BAIER: There you heard the Israeli Ambassador to the U.S. and the Palestinian president both talking about the Middle East peace conference, U.S. sponsored, being held just down the road in Annapolis, Maryland. What exactly are the real expectations to come out of that conference?

We are back with our panel. Charles, today we hear that Saudi Arabia and the Arab League signed on to coming. How big of a deal is that?

KRAUTHAMMER: That is a big deal because that's what the conference is all about.

The idea is that the Palestinians are two weak alone to make concessions, but they might, if they had the sense that the Arabs were behind them and were fair to accept concessions the Palestinians might make.

The one concession, and the only one that matters, is the ones that the Arabs have refused to for 60 years, which is accepting Israel as a Jewish state. It has never happened. In fact, next week is the 60th anniversary of the U.N. resolution creating a Jewish state in Palestine, which was responded to by the Arabs at the time by an invasion of Israel and an attempt to destroy it.

Those 60 years the world has been in the waiting now. But the Arabs showing up is not acceptance.

But on the agenda — the idea of the conference is that in the end, the Arabs might accept accepting a Jewish state, which would mean that the Palestinian refugees would not return to Israel but to Palestine. A return into Israel means the end of Israel as a Jewish state.

If the Arab states accept that, and the Israelis accept essentially a return to the 67 lines, giving up of all the conquered territories with small adjustments on the border, then you might have the basis of a deal.

That's what the conference is about. It's not going to happen on Tuesday, but it's the beginning of a process in which we hope the Arabs will end up accepting as a collective Israel's existence as a Jewish state.

BAIER: Jeff, is the Bush administration managing expectations well for this conference?

BIRNBAUM: Well, to the extent they played down the expectations, then they are managing them well, because, in fact, not much at all is expected from this, it's fair to say.

The invitation list wasn't even complete until today.
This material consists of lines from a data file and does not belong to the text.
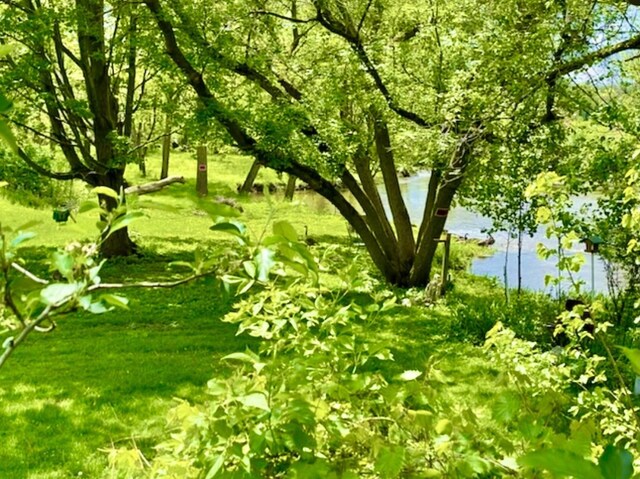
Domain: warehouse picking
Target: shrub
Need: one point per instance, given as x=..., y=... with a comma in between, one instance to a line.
x=25, y=185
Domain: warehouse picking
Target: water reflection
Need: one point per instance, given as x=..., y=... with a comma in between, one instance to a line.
x=464, y=222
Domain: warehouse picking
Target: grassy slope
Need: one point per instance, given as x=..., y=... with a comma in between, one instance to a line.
x=103, y=380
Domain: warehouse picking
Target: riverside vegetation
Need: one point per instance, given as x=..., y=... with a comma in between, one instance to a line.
x=296, y=361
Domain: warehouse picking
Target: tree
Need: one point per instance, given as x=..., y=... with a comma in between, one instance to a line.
x=368, y=76
x=73, y=65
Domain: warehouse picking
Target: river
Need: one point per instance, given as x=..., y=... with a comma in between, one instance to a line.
x=463, y=222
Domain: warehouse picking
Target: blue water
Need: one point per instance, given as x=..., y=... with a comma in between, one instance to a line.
x=463, y=222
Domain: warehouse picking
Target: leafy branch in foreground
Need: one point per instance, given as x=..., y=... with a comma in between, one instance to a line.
x=31, y=303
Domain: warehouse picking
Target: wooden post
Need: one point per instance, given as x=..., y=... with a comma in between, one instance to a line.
x=202, y=187
x=291, y=188
x=445, y=264
x=140, y=153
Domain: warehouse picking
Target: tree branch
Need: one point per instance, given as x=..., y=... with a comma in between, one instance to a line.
x=284, y=17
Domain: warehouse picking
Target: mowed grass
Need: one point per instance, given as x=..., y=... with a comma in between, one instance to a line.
x=106, y=381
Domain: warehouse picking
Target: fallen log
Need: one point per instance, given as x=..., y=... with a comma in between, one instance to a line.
x=153, y=186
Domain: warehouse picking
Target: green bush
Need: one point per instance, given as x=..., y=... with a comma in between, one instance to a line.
x=25, y=186
x=530, y=315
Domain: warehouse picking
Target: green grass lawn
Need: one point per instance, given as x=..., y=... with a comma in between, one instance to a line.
x=108, y=380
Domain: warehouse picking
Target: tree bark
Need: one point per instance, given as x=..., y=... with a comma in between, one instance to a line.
x=202, y=187
x=402, y=222
x=291, y=188
x=247, y=186
x=166, y=148
x=447, y=189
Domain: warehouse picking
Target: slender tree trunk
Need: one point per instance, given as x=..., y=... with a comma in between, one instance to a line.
x=519, y=261
x=166, y=148
x=291, y=188
x=447, y=188
x=202, y=187
x=506, y=268
x=247, y=186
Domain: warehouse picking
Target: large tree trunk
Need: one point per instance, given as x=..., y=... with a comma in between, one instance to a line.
x=402, y=260
x=103, y=103
x=247, y=186
x=118, y=243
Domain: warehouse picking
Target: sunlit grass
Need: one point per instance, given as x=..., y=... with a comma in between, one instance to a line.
x=108, y=380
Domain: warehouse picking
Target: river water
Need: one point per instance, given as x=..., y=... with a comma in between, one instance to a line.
x=463, y=222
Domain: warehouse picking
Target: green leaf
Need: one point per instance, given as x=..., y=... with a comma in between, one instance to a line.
x=230, y=227
x=217, y=465
x=87, y=206
x=257, y=400
x=59, y=292
x=410, y=375
x=506, y=407
x=115, y=300
x=21, y=238
x=561, y=464
x=28, y=225
x=124, y=221
x=616, y=463
x=633, y=355
x=390, y=461
x=104, y=191
x=7, y=135
x=218, y=210
x=284, y=228
x=63, y=262
x=248, y=357
x=265, y=262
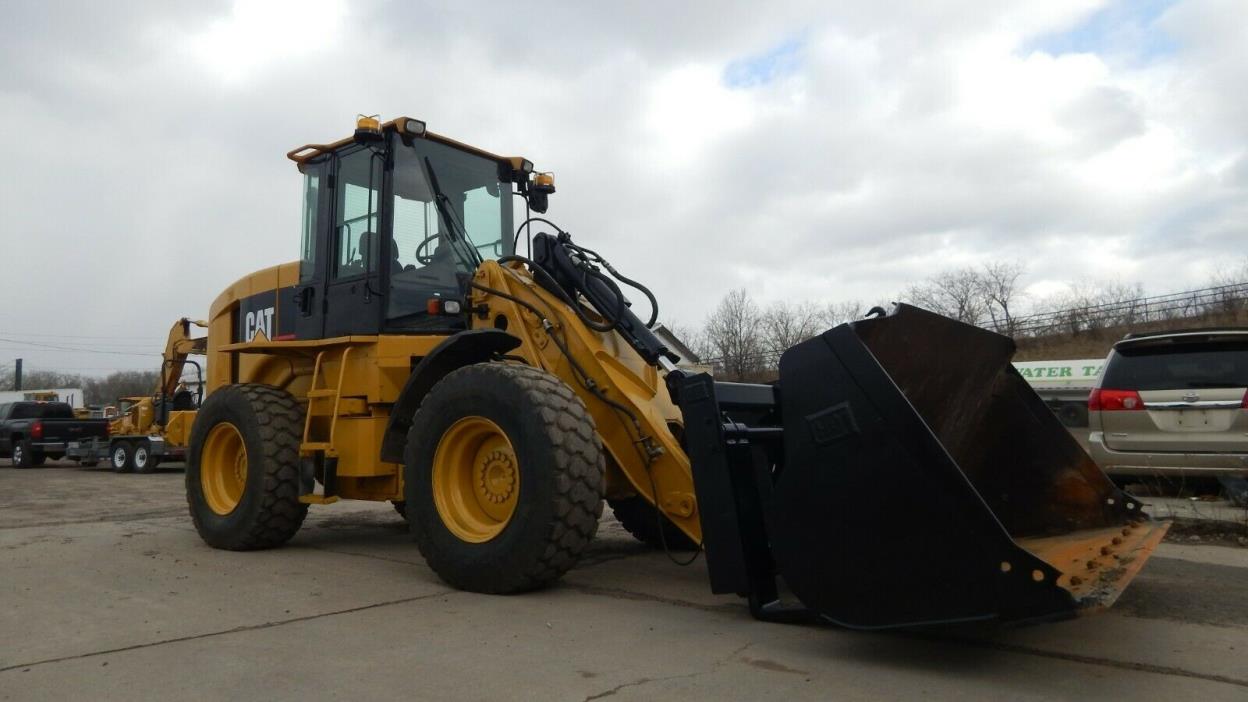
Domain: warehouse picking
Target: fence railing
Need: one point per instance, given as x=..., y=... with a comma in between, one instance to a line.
x=1141, y=310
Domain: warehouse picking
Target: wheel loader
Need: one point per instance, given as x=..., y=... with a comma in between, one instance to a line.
x=154, y=429
x=497, y=385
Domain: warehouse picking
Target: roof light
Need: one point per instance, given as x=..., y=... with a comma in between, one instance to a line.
x=413, y=128
x=368, y=128
x=544, y=182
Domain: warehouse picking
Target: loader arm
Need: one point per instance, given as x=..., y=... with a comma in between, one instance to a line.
x=889, y=485
x=625, y=395
x=177, y=347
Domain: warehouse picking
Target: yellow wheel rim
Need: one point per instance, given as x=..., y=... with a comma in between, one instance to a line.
x=224, y=469
x=476, y=480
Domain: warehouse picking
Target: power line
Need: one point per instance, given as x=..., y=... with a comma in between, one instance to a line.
x=127, y=336
x=56, y=347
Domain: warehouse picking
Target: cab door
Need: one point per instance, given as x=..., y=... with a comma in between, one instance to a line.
x=353, y=300
x=305, y=309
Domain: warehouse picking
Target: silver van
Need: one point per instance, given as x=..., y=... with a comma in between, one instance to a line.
x=1173, y=404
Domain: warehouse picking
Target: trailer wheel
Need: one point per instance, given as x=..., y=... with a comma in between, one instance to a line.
x=142, y=457
x=121, y=456
x=21, y=455
x=642, y=520
x=242, y=479
x=503, y=477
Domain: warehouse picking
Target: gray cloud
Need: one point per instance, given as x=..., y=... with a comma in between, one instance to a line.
x=897, y=139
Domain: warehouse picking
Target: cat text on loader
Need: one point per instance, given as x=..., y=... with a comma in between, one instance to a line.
x=900, y=472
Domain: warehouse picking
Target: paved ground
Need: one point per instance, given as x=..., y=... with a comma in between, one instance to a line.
x=106, y=592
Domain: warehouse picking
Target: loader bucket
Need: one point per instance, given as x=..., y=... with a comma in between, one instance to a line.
x=922, y=481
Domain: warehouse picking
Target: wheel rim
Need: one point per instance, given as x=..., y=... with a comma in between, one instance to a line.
x=224, y=469
x=476, y=480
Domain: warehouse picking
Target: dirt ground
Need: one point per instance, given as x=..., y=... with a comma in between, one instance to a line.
x=109, y=593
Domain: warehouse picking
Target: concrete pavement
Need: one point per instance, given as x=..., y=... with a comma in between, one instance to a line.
x=107, y=592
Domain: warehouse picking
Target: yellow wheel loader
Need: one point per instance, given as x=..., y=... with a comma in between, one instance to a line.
x=899, y=472
x=154, y=429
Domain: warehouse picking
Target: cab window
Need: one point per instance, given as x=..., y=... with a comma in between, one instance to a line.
x=356, y=216
x=449, y=211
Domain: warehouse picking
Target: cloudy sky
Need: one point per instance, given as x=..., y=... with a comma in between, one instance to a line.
x=806, y=150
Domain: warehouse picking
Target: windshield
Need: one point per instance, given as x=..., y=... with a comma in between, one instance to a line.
x=1179, y=366
x=449, y=211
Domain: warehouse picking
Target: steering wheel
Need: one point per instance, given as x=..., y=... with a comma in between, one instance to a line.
x=427, y=259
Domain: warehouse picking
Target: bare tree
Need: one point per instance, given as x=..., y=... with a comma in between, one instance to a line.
x=733, y=336
x=786, y=325
x=1232, y=281
x=956, y=294
x=95, y=390
x=846, y=311
x=1000, y=289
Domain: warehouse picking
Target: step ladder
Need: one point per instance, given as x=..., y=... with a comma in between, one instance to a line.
x=317, y=454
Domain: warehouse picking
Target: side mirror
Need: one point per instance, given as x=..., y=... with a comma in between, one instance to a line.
x=539, y=201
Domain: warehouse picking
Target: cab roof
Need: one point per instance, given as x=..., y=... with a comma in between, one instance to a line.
x=308, y=151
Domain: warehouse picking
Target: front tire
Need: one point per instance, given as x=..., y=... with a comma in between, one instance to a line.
x=503, y=477
x=23, y=455
x=121, y=456
x=242, y=469
x=142, y=459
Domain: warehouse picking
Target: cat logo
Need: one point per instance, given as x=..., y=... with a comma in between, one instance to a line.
x=260, y=321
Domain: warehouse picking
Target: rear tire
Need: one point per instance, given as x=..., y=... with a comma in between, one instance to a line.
x=121, y=456
x=1237, y=490
x=142, y=457
x=242, y=469
x=640, y=519
x=23, y=456
x=542, y=446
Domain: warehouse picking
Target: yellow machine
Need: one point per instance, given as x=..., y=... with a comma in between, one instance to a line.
x=413, y=355
x=155, y=429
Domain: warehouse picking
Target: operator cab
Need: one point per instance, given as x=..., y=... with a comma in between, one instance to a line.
x=396, y=221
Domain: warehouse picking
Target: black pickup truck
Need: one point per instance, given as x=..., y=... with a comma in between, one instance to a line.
x=31, y=432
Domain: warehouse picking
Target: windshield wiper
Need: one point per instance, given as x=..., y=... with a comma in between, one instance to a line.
x=459, y=242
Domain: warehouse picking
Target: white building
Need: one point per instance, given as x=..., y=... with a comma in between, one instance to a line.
x=71, y=395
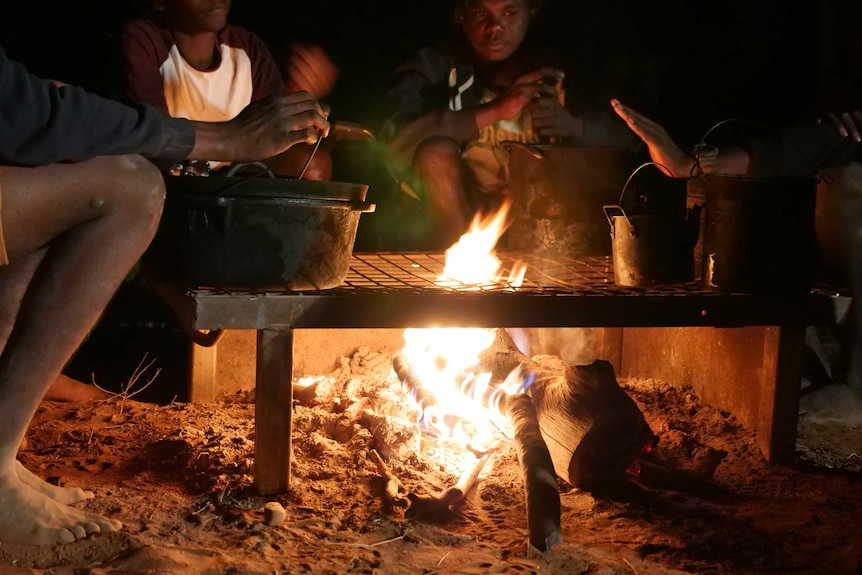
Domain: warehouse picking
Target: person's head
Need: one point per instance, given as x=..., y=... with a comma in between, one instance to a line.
x=192, y=16
x=495, y=29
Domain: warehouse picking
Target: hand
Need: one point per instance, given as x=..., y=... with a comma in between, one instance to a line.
x=847, y=124
x=662, y=149
x=263, y=129
x=520, y=94
x=551, y=119
x=310, y=69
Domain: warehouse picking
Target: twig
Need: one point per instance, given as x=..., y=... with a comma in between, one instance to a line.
x=540, y=483
x=421, y=505
x=392, y=485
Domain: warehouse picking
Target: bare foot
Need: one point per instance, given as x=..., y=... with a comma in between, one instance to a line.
x=662, y=149
x=65, y=388
x=30, y=517
x=64, y=495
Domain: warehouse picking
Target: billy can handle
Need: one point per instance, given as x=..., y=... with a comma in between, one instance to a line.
x=638, y=169
x=702, y=148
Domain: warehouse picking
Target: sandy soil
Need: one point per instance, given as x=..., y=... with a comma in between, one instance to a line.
x=179, y=477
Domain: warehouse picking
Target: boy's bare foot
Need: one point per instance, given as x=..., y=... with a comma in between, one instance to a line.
x=67, y=389
x=662, y=149
x=64, y=495
x=30, y=517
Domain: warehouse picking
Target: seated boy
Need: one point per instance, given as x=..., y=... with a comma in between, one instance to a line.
x=188, y=62
x=80, y=204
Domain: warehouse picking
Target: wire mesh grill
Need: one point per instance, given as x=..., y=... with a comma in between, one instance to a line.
x=420, y=272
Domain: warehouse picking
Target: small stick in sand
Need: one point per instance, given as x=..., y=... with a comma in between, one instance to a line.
x=423, y=505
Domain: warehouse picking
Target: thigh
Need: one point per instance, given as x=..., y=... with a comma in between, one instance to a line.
x=41, y=203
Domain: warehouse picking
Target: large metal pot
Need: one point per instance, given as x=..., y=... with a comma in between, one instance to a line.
x=558, y=192
x=256, y=232
x=759, y=233
x=653, y=242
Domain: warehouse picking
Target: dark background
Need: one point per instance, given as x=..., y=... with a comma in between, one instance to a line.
x=687, y=64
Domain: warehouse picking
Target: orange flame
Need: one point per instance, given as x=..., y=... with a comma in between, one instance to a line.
x=445, y=360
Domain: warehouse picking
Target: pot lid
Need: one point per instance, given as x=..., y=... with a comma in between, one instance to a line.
x=265, y=187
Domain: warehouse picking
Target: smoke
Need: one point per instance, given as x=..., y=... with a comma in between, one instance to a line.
x=836, y=403
x=575, y=346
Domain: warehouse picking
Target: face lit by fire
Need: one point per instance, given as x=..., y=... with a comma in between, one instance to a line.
x=495, y=28
x=195, y=16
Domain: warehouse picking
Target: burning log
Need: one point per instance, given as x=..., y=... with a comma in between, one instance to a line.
x=540, y=483
x=391, y=485
x=594, y=431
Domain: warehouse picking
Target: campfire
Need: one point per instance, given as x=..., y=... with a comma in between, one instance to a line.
x=475, y=388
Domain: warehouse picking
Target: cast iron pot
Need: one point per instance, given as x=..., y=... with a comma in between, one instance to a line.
x=558, y=194
x=253, y=232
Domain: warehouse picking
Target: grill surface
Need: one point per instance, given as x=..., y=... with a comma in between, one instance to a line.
x=396, y=290
x=420, y=272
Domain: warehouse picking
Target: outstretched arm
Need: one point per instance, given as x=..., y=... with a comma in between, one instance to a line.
x=263, y=129
x=663, y=150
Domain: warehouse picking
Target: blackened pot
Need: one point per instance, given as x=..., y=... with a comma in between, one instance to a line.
x=256, y=232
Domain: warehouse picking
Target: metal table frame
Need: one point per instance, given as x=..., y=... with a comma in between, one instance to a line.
x=402, y=290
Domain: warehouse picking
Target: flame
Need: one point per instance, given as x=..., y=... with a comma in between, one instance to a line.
x=471, y=260
x=458, y=401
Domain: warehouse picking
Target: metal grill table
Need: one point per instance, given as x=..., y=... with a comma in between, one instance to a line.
x=399, y=290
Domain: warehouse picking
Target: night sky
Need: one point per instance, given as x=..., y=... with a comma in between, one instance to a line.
x=688, y=64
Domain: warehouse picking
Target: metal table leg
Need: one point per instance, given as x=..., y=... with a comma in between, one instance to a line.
x=779, y=401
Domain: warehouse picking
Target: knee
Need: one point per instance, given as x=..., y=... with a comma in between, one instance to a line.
x=137, y=189
x=437, y=153
x=319, y=166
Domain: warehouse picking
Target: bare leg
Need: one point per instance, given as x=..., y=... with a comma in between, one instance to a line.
x=291, y=163
x=92, y=221
x=438, y=166
x=64, y=388
x=12, y=288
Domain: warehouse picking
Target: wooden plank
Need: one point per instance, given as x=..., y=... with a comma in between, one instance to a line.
x=273, y=410
x=724, y=366
x=202, y=373
x=779, y=399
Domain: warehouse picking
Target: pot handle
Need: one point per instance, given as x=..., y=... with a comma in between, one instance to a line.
x=508, y=144
x=264, y=169
x=608, y=208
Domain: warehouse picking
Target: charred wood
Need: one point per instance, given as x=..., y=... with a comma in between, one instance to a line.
x=433, y=505
x=540, y=482
x=594, y=431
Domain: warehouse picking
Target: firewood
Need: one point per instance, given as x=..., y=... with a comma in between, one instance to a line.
x=593, y=429
x=540, y=486
x=432, y=505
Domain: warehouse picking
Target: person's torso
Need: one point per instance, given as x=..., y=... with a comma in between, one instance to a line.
x=211, y=95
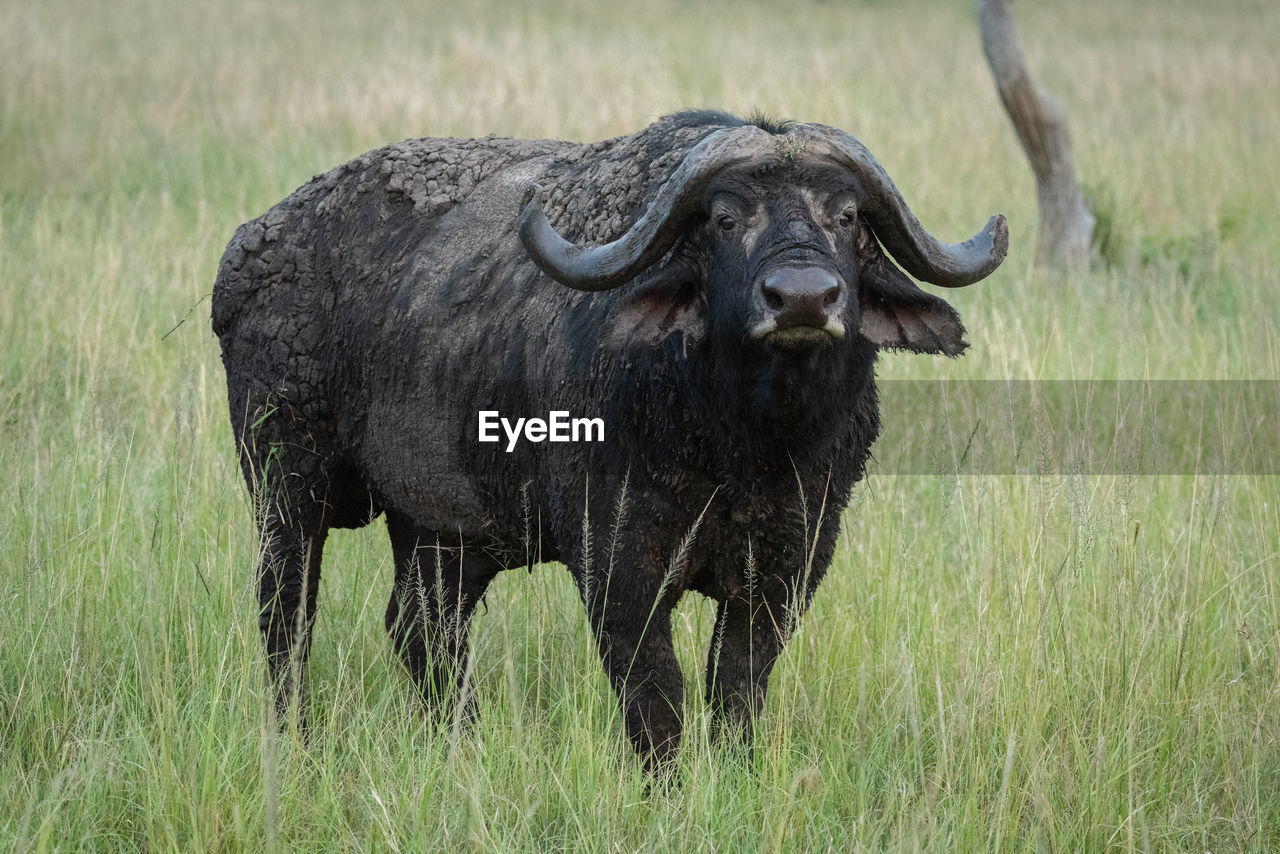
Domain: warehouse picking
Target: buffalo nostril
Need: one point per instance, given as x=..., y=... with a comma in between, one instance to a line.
x=773, y=298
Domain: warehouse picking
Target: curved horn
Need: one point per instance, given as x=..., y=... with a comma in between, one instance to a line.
x=599, y=268
x=950, y=265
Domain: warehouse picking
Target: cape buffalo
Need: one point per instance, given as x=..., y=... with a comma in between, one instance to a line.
x=712, y=291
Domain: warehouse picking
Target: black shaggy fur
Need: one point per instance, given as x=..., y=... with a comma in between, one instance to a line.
x=369, y=316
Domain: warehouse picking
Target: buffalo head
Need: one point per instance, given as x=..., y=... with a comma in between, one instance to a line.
x=773, y=240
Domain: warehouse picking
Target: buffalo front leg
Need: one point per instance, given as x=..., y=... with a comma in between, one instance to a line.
x=435, y=594
x=746, y=643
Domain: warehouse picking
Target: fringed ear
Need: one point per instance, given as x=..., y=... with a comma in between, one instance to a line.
x=667, y=302
x=895, y=313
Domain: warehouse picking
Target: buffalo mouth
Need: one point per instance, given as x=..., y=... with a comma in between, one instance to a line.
x=799, y=337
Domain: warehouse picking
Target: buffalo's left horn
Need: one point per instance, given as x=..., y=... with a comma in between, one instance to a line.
x=950, y=265
x=599, y=268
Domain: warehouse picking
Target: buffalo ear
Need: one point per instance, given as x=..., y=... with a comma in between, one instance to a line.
x=899, y=315
x=647, y=314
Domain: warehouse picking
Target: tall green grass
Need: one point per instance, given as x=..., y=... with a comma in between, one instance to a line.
x=993, y=663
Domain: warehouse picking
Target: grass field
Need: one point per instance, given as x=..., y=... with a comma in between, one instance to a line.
x=993, y=662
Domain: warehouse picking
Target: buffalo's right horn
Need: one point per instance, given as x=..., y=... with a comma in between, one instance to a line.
x=599, y=268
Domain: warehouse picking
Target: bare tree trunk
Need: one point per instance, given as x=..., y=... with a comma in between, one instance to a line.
x=1066, y=224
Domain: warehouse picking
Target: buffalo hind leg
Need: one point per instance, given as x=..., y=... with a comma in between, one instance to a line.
x=746, y=643
x=631, y=624
x=435, y=593
x=288, y=583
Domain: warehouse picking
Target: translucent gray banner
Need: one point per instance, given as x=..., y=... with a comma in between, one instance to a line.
x=1079, y=427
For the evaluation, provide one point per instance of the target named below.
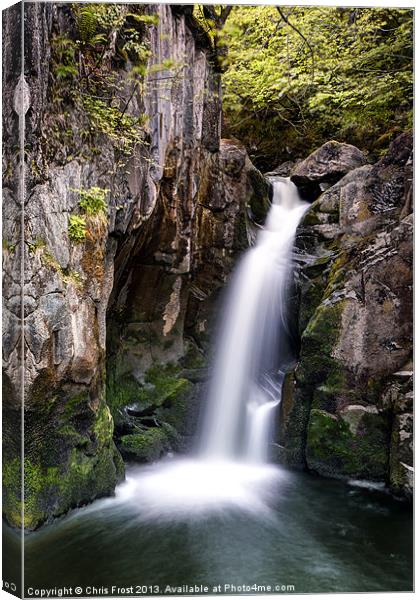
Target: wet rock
(327, 165)
(355, 319)
(151, 267)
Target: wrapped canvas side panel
(13, 248)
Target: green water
(318, 536)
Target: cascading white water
(246, 383)
(230, 469)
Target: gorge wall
(149, 264)
(347, 408)
(135, 211)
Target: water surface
(315, 534)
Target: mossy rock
(337, 447)
(74, 462)
(259, 199)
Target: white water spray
(230, 469)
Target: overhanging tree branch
(304, 38)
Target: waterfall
(254, 342)
(231, 469)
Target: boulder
(349, 412)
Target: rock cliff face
(126, 227)
(347, 407)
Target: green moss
(72, 463)
(77, 229)
(334, 450)
(12, 504)
(259, 201)
(318, 340)
(92, 200)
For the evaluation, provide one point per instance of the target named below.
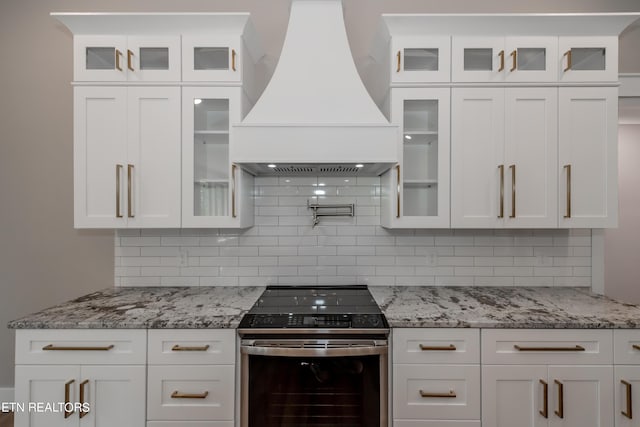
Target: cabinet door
(423, 116)
(116, 395)
(153, 58)
(514, 396)
(100, 153)
(531, 157)
(421, 59)
(42, 385)
(153, 166)
(478, 59)
(588, 59)
(211, 59)
(100, 58)
(627, 402)
(531, 59)
(588, 157)
(581, 396)
(209, 181)
(477, 154)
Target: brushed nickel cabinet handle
(178, 395)
(576, 348)
(451, 394)
(67, 398)
(129, 61)
(129, 203)
(560, 411)
(51, 347)
(569, 64)
(178, 347)
(233, 59)
(398, 191)
(118, 55)
(501, 211)
(233, 190)
(545, 399)
(568, 169)
(513, 191)
(628, 413)
(118, 174)
(449, 347)
(83, 413)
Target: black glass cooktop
(315, 307)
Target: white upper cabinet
(588, 157)
(588, 59)
(211, 58)
(500, 59)
(421, 59)
(122, 58)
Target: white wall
(622, 245)
(43, 260)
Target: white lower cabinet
(104, 370)
(191, 378)
(436, 377)
(528, 389)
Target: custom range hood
(315, 115)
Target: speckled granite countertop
(405, 307)
(152, 308)
(502, 307)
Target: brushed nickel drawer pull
(576, 348)
(450, 395)
(178, 395)
(178, 347)
(560, 411)
(83, 413)
(67, 398)
(449, 347)
(628, 413)
(545, 399)
(51, 347)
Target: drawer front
(439, 345)
(542, 346)
(626, 347)
(192, 347)
(190, 424)
(81, 346)
(436, 392)
(200, 393)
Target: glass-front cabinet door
(421, 59)
(212, 187)
(417, 188)
(588, 58)
(207, 59)
(121, 58)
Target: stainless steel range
(314, 356)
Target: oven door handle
(282, 351)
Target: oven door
(314, 383)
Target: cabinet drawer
(450, 392)
(438, 345)
(192, 347)
(81, 346)
(192, 393)
(542, 347)
(626, 347)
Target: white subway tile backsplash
(284, 248)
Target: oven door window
(314, 391)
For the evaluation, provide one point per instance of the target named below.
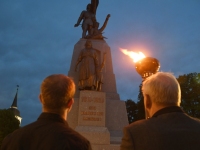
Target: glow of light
(133, 55)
We didn't know who was coming. The Saudis are coming because the Arab League is coming, but the Saudis really don't want to be there. They don't want to even have any pictures of them shaking hands with any Israelis. That's how far apart they are.

The best that can be hoped, clearly, is that this is the beginning of more talks, because both the Palestinian government and the Israeli government are too weak to make any concessions. If they make any concessions, they may fall just because of those concessions.

So this will be a very brief conference, and to the extent that the Bush administration has made clear that this is not expected to produce much, not even much rhetoric, then they are managing those expectations correctly.

BAIER: Fred, President Clinton tried very hard at the end of his second team to make this Middle East peace process move forward. Is President Bush now essentially trying to do the same thing?

BARNES: Not quite. Then it was a different situation. And President Clinton thought that Yasser Arafat, who got this incredible offer, better than anything the Palestinians had ever been offered, was going to agree to it at Camp David. He called him into the White House a few days in January 2001 to make an even a better offer, and Yasser Arafat said "no."

Now you have the Palestinians — at least he was the leader of the Palestinians. Now you have Palestinians that are divided. They couldn't govern a state if you gave them a state.

You have Hamas, which runs Gaza and shoots rockets into Israel. And you have Abbas in the West Bank and his Fatah has a terrorist element as well. I don't think they are people you can reach an agreement with.

But here is what will come out of this summit. One day the U.S. will be blamed for not leaning on Israel enough and not trying hard enough, and President Bush for not spending days an days with the Arabs and the Israelis, and the Israelis will be blamed for not making enough concessions.

And it will be said that they hung Abbas out to dry because he came and they didn't give him anything when he was offering nothing.